The technical barrier between digitising and making accessible — a bottleneck the archive sector has faced for twenty years — may have been resolved in recent months without most people noticing. This experiment shows why.
The archive world has been working with three steps for decades:
Step 3 is where things stall — and the situation is more nuanced than you might think. Making accessible in the archive world does not mean transcribing every card; it means describing what is there so someone can find it. And at the collection level, that has often been done: cards are listed in inventories, organised by name, and retrievable physically or digitally. But making the contents of those cards searchable — reading each card, structuring it into fields, making it linkable and countable — is a fundamentally different step. And that step is left undone for most collections, simply because doing it by hand is too much work.
The consequence is that enormous collections are digitised and findable at the item level, but the content remains inaccessible. You can look up a card if you already know the person — but you cannot ask how many cards mention Neuengamme, or who was arrested on 13 November 1943, or which names keep appearing as traitors.

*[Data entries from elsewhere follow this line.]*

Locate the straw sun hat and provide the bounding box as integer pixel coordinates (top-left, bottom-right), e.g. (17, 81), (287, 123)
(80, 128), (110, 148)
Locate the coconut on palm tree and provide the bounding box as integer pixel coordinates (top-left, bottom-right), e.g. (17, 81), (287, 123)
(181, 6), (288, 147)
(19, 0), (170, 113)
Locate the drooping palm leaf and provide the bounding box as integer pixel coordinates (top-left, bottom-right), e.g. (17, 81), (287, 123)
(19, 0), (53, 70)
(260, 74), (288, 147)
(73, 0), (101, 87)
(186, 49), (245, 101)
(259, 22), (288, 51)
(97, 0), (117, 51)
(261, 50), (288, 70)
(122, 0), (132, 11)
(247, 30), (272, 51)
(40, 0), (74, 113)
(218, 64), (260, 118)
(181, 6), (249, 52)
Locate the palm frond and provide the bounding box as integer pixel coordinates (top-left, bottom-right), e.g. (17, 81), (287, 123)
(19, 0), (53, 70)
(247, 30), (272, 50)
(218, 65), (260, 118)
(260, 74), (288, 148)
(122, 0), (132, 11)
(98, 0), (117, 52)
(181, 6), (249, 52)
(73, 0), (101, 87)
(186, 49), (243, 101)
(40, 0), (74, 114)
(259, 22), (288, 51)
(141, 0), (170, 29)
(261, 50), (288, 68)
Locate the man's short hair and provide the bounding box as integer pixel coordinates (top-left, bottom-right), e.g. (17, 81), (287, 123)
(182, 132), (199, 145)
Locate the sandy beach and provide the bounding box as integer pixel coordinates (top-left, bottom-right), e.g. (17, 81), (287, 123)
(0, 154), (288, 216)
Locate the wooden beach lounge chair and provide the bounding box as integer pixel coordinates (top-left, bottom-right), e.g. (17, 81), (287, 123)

The resistance cards of the OVCG in Groningen are a striking example. The digital archive was first published in 2004, and in 2021 the Mondriaan Fund awarded the project "OVCG Visible Online" — a two-year programme in collaboration with the Groningen Archives to describe the collection and improve findability. That work was done professionally and carefully, and the result is impressive: 4,272 of 4,615 cards are digitised and findable by name. But the contents of those cards — what is written on them, who is mentioned, what connections exist between them — had never been made searchable. Not because the work was inadequate, but because that step was simply not feasible with the available resources. Until April 2026.
What happened here resembles OCR, but it is something fundamentally different. Traditional OCR reads typed text and turns it into plain text — character by character, with no understanding of what it says. The result is searchable text, but nothing more.
What I used is a Vision LLM: an AI model that can look at and understand images. It does not just read the handwriting — it recognises that "geb. 12-3-1918" is a date of birth, that "KP" is a resistance group, that "Neuengamme" is a concentration camp, and that "gearr. 4-12-1944" means someone was arrested on that date. The difference becomes concrete when you look at the same card:
That is not transcription — that is reading with comprehension and structuring in a single step. The machine does in one operation what traditionally requires two separate processes: first reading, then cataloguing. And that is where the breakthrough lies. Not in the speed, but in the fact that digitising and making accessible collapse into one. The gap between them disappears.
What about Transkribus?
Transkribus is an established platform for handwriting recognition widely used in the European archive world, and it is excellent at what it does: converting handwriting into searchable text. But it is and remains transcription — it produces plain text, not structured data. You can search for the word "Neuengamme" but you do not get a field concentration camp: Neuengamme, deportation date: 12-11-1944. Transkribus makes text searchable. What was done here makes meaning searchable.
The same applies to crowdsourcing platforms like VeleHanden.nl, where thousands of volunteers transcribe handwritten documents — valuable work, but the goal is and remains transcription, not informatisation.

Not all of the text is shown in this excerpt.